Glenn Ford stars as the father of a stereotypical 1950s father: a well-off business man with a trophy wife (Donna Reed), servants, and a young son. Unfortunately for him, his life is about to be turned upside-down when that son doesn't come home from school one day. The kid has been kidnapped, and soon enough, Ford gets a ransom message: the kidnappers want a cool half million dollars. This is the 1950s, when America had not yet been so desensitized to such crime, although the beginnings of that show up in this movie.
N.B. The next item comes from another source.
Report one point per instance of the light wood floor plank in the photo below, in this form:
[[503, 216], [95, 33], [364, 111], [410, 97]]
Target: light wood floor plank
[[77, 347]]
There's the usual question of whether to pay the kidnappers the ransom, or to refuse, and run the risk of the victim being killed. (Of course, there's also the risk that you pay the ransom, and the kidnappers kill the victim anyway.) Ford soon finds the new media camping at his doorstep, led by newspaperman Leslie Nielsen in one of his earliest movies, and eventually decides to use that new media to his advantage, going on TV to taunt the kidnappers, telling them that he'll never pay the ransom, and hunt them to the ends of the earth if they kill his son.

Ransom is a jarring movie. Unlike a movie such as D.O.A., there's never any examination of why this nice little family should be a victim; instead, it's presented more as random violence that could happen to almost anybody. Nowadays, we all expect the 24-hour-a-day news media to be hounding the put-upon victims of crime, but 50 years ago, nobody could really be prepared for it, despite any number of Hollywood movies from that era dealing with the subject (see also Ace in the Hole). Glenn Ford is excellent as always; and Nielsen isn't bad, as he hadn't had any time to become the acting parody we've seen ever since Airplane!. Donna Reed is underused, though; unlike Doris Day in The Man Who Knew Too Much, she spends much of the time in the background instead of taking part in the effort to find the kid. Also in the cast is Juano Hernandez as the servant, who had recently worked with Ford in the excellent Trial. The only problem the movie has is the ending, which comes across as the writers not having any idea how to wrap up the plot.

Sadly, this version of Ransom! doesn't seem to have been released to DVD.